Entre as principais recomendações, estão:

  • evitar contato direto com lesões na pele
  • não compartilhar objetos de uso pessoal, como toalhas, roupas ou lençóis
  • higienizar as mãos com frequência, utilizando água e sabão ou álcool em gel
  • manter as lesões cobertas sempre que possível
  • utilizar máscara em situações de contato próximo
  • permanecer em isolamento até a completa cicatrização das lesões
  • monitorar contatos próximos por até 21 dias após a exposição

Além disso, ao identificar sinais suspeitos, é importante procurar avaliação médica e evitar contato com outras pessoas até a confirmação do diagnóstico. Esse cuidado contribui para reduzir a disseminação e proteger outros indivíduos.

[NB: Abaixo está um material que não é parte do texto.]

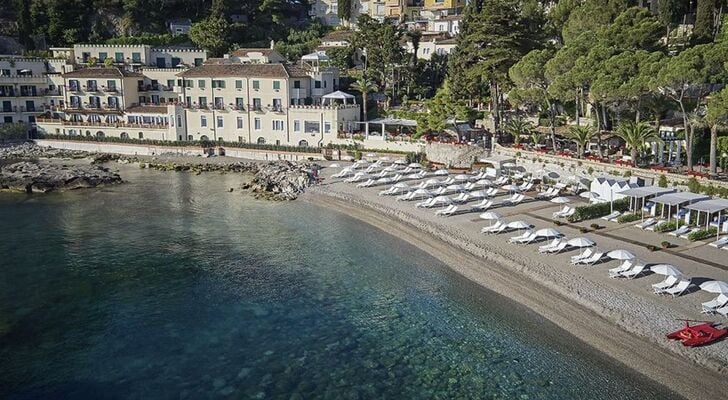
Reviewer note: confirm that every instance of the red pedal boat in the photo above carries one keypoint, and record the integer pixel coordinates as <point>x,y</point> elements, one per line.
<point>698,335</point>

10. FAQ – Perguntas frequentes sobre monkeypox e mpox

Ao buscar informações sobre a doença, é comum que algumas dúvidas apareçam com mais frequência. A seguir, reunimos respostas para questões recorrentes, que ajudam a complementar o entendimento sobre a mpox.

A mpox é uma infecção sexualmente transmissível (IST)?

A mpox não é classificada como uma IST. No entanto, pode ser transmitida durante o contato íntimo, já que o vírus se espalha por meio do contato direto com lesões, fluidos corporais e secreções.

Quanto tempo dura a mpox?

Na maioria dos casos, a doença evolui ao longo de duas a quatro semanas, desde o início dos sintomas até a cicatrização completa das lesões.

Como são as feridas da mpox?

As lesões costumam passar por diferentes estágios, começando como manchas, evoluindo para bolhas com líquido e, posteriormente, formando crostas até a cicatrização.

Quem pode tomar a vacina contra mpox?

A vacinação é indicada para grupos específicos, definidos pelas autoridades de saúde, como pessoas com maior risco de exposição ou de evolução para formas graves da doença.

Ainda existem casos de mpox no Brasil?

Sim. Embora o número de casos tenha diminuído em relação ao pico inicial, o país ainda registra confirmações e mantém monitoramento ativo da doença.